Barnabas en Saulus, met Johannes Markus als hun dienaar, worden dan door de Heilige Geest uitgezonden. De joden, krachtens hun verbinding met de beloften van God, moesten het eerst het evangelie horen; maar wat op bijzondere wijze het begin van de arbeid onder de volken kenmerkt, is de bekering van Sergius Paulus. Tegelijk was hier een keerpunt in de geschiedenis van de apostel zelf. Zijn naam wordt van nu af van Saulus veranderd in Paulus; en het is niet meer “Barnabas en Saulus” maar omgekeerd “Paulus en die met hem waren”. Hij staat voorop; de anderen zijn alleen “met hem”. Maar de gebeurtenis heeft ook een typisch karakter. De stadhouder was blijkbaar een nadenkend, voorzichtig man, die de nood van zijn ziel gevoelde. Hij ontbiedt Barnabas en Saulus en verlangde het woord van God te horen. Doch Elymas, de tovenaar, weerstaat hen. Hij begreep zeer goed, dat als de stadhouder de waarheid aannam die Paulus verkondigde, het met zijn invloed aan het hof gedaan zou zijn. Hij probeert dus de stadhouder van het geloof af te keren. Paulus echter in het bewustzijn van de waardigheid en kracht van de Geest, staart hem aan, en in woorden van verpletterende verontwaardiging spreekt hij tot hem: “O gij, vol van alle bedrog en alle arglistigheid, zoon van de duivel, vijand van alle gerechtigheid, zult gij niet ophouden de rechte wegen van [de] Heer te verdraaien? En nu, zie, de hand van [de] Heer is op u, en gij zult een tijdlang blind zijn en de zon niet zien … En toen de stadhouder zag wat er gebeurd was, geloofde hij, verslagen over de leer van de Heer” (Handelingen 13:10-12). De grote kracht van God vergezelt het woord van Zijn dienstknecht, en het uitgesproken vonnis gaat ogenblikkelijk in vervulling. De stadhouder wordt overweldigd door de zedelijke heerlijkheid van wat er plaats vindt, en onderwerpt zich aan het evangelie. “Ik twijfel niet”, zegt iemand, “of wij zien in deze Bar-Jezus een beeld van de joden in deze tijd, voor een poos met blindheid geslagen omdat zij naijverig zijn op de werking van het evangelie. Ten einde de maat van hun ongerechtigheden te vervullen, verzetten zij zich tegen de prediking aan de volken. Hun toestand is geoordeeld. Als tegenstanders van de genade, en haar invloed op de volken zoekende te verhinderen, zijn zij met blindheid getroffen; maar slechts voor een tijd”.

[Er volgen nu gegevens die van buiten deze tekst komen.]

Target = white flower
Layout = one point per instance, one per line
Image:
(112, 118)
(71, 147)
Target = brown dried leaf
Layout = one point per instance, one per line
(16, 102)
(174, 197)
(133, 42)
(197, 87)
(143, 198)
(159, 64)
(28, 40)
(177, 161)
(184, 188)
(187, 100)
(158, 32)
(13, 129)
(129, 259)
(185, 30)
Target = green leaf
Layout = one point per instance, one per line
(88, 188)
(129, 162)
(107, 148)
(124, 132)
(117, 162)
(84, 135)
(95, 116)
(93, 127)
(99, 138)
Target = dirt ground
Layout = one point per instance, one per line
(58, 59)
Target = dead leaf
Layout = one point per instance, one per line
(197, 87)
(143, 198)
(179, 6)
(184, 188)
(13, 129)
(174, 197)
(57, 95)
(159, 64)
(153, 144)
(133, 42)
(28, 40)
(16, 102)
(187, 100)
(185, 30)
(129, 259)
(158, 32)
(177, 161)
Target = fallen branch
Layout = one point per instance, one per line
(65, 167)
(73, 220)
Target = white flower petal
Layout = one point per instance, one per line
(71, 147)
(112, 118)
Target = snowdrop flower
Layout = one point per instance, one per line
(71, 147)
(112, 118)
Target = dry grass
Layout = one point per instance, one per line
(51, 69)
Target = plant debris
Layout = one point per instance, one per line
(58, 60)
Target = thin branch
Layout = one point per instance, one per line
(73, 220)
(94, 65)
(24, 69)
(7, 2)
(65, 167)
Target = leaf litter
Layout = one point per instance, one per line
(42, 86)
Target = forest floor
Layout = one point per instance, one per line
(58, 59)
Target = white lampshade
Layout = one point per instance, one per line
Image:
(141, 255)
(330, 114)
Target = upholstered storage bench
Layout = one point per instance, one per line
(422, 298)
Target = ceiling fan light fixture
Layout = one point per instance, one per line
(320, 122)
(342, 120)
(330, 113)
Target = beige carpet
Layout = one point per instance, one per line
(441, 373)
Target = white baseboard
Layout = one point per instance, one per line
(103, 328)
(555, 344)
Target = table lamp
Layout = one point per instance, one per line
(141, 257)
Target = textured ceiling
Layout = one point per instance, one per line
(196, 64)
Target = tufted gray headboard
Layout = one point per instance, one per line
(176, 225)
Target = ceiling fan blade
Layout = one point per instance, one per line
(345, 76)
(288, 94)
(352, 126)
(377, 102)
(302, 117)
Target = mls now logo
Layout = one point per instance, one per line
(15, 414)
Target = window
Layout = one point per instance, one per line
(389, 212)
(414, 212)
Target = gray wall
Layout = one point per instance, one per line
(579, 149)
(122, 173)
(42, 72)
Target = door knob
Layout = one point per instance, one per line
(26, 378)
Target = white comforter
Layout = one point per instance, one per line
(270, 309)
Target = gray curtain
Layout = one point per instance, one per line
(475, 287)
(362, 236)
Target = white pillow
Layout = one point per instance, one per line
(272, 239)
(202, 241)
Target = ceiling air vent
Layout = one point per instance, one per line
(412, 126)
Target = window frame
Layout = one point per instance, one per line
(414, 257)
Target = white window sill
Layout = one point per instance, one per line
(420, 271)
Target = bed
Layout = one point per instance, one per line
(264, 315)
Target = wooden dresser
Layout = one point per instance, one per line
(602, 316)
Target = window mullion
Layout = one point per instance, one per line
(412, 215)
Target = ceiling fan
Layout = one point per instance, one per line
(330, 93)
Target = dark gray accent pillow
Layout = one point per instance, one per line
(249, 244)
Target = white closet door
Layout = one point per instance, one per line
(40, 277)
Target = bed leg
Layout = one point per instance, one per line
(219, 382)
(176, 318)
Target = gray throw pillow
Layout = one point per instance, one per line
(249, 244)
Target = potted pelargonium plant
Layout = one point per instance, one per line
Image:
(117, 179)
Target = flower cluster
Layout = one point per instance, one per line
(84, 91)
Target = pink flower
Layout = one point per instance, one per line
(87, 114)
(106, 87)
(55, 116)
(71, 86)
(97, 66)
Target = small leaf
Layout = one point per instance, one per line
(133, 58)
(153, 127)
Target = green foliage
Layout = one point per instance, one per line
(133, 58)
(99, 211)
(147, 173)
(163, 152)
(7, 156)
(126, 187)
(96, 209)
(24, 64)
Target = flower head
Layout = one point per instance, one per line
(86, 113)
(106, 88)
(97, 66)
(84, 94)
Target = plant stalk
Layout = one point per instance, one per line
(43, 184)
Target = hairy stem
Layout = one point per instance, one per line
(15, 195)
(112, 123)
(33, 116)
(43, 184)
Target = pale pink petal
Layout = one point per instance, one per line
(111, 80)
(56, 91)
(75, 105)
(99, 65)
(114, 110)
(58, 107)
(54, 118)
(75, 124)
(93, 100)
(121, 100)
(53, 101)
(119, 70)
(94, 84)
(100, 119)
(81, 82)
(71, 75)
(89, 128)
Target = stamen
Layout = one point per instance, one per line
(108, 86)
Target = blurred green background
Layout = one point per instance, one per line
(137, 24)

Gedurende deze eerste zendingsreis onder de volken had een groot en gezegend werk plaats. Vergelijk Handelingen 13 en 14. Vele plaatsen werden bezocht, gemeenten gesticht, oudsten aangesteld, de vijandschap van de joden openbaar gemaakt, en de kracht van de Heilige Geest in het licht gesteld door de invloed en de voortgang van de waarheid. Te Lystre kwam het Christendom voor het eerst te staan tegenover het heidendom; maar overal triomfeerde het evangelie, en de onderscheidene gaven van Paulus als arbeider komen op het heerlijkst aan het licht. Hetzij hij spreekt tot de joden die de Schrift kennen, of tot onwetende barbaren; hetzij hij staat voor beschaafde Grieken of voor het woedende gepeupel, hij bewijst overal en altijd dat hij “een uitverkoren vat” is, door God Zelf toebereid voor het grote werk.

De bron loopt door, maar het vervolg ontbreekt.